TRE ANNI fa Jorge Mario saliva dalla periferia del mondo sul soglio di Pietro. Che sarebbe stato un pontificato diverso, innovativo, lo si era capito subito, a partire dal nome scelto, che finiva per esprimere una chiara scelta di campo. Dopo tre anni, papa Francesco ha fatto capire al mondo che il suo pontificato è meno «teologico» di quello di Ratzinger, ma non si discosta neanche un po’ dai pilastri fondamentali della Chiesa.

Maria B. Milano

TRE ANNI, certo, non bastano a definire un pontificato. Ma sono abbastanza per constatare che siamo davanti a una rivoluzione rispetto al passato. Mai come con Francesco i cattolici si sono divisi tra fautori e oppositori.
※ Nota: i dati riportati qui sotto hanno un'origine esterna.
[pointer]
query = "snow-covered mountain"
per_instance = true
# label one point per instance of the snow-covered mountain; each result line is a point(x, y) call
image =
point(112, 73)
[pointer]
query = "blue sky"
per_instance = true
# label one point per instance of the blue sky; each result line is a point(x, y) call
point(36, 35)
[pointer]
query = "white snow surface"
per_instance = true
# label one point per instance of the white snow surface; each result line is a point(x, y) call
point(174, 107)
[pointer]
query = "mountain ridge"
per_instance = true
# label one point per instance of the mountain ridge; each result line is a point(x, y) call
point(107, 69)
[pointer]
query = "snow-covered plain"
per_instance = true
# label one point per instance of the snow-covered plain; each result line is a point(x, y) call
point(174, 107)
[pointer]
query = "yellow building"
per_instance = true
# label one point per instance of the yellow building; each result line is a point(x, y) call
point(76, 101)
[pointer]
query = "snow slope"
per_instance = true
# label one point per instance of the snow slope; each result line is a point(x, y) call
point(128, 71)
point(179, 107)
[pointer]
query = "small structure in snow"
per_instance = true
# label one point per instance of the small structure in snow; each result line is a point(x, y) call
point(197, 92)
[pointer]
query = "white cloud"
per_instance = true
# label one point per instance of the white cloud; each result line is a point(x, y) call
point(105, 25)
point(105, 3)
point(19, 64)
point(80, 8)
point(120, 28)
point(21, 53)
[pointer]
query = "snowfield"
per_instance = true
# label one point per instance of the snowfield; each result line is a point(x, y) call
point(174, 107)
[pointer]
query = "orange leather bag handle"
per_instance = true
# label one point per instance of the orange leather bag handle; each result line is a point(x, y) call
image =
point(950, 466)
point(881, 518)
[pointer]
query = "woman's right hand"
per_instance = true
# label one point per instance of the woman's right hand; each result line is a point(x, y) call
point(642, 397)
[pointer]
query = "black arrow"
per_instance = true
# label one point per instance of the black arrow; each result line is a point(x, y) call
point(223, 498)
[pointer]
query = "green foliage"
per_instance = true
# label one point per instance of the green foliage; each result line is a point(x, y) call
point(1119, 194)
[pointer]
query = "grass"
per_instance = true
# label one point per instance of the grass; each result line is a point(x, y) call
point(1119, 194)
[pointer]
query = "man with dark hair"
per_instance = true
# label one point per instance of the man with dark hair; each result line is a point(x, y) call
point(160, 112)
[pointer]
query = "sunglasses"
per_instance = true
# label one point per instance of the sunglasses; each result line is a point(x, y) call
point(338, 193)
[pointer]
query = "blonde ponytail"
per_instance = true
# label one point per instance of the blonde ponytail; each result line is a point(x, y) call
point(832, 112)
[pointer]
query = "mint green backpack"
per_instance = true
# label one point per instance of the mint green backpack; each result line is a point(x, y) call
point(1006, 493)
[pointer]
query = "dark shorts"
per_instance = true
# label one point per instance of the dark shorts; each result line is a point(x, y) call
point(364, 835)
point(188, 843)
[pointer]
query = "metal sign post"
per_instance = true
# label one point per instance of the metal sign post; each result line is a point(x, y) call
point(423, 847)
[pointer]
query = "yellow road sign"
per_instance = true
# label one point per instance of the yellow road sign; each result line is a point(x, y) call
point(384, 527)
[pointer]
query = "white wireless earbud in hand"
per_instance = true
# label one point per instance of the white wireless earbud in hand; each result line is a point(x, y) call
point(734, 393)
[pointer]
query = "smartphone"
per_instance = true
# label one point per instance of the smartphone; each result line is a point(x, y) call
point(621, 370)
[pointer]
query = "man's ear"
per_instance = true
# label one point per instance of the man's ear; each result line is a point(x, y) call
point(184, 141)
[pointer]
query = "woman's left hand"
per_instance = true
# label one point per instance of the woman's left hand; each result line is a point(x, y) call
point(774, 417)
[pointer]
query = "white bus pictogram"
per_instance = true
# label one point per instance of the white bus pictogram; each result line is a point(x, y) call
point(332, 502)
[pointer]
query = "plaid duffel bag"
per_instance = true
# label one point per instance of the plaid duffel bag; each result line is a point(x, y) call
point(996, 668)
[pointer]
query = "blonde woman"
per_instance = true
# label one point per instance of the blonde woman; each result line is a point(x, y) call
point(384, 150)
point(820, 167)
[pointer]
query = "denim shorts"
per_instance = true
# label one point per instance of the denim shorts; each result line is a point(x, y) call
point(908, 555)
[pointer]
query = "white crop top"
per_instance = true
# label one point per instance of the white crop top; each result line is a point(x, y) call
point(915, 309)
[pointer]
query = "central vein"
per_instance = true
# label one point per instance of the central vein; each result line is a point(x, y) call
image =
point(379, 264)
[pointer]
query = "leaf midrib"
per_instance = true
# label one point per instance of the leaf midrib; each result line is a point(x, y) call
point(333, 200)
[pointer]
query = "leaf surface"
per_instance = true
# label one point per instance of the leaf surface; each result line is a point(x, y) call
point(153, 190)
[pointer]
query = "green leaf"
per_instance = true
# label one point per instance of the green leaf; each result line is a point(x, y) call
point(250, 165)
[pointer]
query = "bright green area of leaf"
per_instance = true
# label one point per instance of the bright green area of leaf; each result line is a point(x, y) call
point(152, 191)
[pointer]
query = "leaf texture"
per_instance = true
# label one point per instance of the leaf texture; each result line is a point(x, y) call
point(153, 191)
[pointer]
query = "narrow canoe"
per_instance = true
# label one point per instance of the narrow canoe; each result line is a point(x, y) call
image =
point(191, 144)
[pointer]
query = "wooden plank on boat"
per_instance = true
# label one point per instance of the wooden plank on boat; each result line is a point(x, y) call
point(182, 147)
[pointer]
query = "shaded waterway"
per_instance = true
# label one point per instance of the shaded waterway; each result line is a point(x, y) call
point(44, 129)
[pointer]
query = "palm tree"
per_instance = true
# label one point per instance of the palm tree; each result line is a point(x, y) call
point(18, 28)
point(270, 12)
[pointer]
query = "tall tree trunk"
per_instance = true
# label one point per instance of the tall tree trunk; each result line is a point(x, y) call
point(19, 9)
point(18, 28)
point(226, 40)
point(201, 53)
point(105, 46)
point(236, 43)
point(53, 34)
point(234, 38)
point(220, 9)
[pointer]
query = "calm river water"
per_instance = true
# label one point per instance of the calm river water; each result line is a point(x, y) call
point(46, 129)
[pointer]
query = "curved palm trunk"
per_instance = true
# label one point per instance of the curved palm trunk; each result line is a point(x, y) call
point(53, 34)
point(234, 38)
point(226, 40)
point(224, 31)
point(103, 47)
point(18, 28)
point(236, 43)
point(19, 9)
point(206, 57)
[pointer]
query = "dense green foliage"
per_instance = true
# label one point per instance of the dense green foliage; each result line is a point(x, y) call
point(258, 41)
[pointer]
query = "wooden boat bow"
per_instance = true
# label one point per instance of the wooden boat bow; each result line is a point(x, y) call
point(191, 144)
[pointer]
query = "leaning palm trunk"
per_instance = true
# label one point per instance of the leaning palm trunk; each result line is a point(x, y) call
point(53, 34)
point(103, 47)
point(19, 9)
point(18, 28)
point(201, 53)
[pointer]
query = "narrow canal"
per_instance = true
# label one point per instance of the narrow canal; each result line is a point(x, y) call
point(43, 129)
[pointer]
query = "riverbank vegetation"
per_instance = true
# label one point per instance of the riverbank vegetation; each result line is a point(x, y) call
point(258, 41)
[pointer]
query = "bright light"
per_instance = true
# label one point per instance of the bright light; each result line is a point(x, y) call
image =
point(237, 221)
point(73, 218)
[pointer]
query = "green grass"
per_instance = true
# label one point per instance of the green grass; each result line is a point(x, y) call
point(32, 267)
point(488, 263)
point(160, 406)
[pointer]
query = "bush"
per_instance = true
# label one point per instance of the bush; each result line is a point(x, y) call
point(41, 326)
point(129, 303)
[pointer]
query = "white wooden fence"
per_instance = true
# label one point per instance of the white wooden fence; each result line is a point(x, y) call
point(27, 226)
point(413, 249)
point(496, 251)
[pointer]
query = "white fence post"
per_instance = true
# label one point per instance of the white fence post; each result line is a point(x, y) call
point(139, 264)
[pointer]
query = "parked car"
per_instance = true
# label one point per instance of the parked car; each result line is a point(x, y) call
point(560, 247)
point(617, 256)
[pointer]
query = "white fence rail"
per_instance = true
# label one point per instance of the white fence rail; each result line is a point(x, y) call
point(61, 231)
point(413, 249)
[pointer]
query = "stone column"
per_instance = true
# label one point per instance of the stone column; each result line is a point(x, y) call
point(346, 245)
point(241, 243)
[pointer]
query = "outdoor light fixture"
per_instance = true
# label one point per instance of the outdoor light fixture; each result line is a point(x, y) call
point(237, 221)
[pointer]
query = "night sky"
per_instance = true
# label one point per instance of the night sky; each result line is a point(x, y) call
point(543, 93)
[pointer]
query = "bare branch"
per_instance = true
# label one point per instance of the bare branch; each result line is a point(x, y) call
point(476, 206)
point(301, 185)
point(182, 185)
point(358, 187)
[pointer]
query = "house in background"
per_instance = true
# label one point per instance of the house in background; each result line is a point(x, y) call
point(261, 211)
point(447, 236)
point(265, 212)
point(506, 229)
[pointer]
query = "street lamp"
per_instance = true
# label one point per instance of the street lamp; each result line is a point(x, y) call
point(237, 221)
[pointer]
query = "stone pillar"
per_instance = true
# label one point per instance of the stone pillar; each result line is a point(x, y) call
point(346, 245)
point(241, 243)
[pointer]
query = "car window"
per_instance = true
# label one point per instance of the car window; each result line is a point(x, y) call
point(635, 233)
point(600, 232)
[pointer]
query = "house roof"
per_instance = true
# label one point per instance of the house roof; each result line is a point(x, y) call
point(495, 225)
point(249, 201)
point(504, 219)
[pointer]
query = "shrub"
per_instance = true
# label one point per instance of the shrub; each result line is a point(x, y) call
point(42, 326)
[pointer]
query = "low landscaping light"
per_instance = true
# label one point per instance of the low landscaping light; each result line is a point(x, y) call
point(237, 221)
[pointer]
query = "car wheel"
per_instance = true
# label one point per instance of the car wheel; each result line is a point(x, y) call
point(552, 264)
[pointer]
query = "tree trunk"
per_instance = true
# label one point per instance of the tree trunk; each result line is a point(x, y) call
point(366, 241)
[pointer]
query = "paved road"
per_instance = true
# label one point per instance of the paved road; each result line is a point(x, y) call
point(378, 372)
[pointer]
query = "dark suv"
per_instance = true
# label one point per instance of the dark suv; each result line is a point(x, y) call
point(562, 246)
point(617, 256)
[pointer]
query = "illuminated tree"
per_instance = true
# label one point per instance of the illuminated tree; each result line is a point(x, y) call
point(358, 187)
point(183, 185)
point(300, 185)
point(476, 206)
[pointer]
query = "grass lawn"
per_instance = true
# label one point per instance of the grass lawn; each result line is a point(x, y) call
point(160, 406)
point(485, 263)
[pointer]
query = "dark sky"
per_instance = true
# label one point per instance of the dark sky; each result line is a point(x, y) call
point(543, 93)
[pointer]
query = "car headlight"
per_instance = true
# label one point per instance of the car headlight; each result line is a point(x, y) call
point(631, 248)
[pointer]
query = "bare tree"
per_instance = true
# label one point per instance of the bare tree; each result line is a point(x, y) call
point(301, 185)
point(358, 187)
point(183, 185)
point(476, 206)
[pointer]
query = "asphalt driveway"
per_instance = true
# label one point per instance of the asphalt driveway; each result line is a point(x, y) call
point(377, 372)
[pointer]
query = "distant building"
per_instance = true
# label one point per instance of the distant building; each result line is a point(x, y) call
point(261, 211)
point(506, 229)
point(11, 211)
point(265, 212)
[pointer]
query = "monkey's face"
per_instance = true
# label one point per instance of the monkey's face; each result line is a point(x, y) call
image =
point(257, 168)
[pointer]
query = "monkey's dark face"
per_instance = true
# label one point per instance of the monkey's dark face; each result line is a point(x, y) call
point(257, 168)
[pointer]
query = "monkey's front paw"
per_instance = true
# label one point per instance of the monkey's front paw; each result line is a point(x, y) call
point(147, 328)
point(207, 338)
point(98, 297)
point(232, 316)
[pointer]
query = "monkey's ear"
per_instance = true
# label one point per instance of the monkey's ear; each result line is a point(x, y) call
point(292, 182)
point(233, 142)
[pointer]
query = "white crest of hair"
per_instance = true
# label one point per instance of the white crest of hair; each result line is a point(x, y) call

Una divisione che ha assunto proporzioni significative quando è diventato chiaro che i simboli (a cominciare da quell’iniziale «buonasera» ) veicolavano una linea magisteriale profondamente diversa da quella dei suoi immediati predecessori. Perché il papa ha saputo essere molto attento alle ripercussioni psicologiche di ogni suo gesto, per cercare di scuotere l’immagine forse troppo rigida che l’istituzione ecclesiastica da molto tempo offriva di sé. La Chiesa come «ospedale da campo», e l’insistenza sulla necessità di uscire da schemi consolidati per raggiungere le periferie dell’esistenza sono emblematiche di questa svolta. Su tutto, una straordinaria coerenza d’insieme.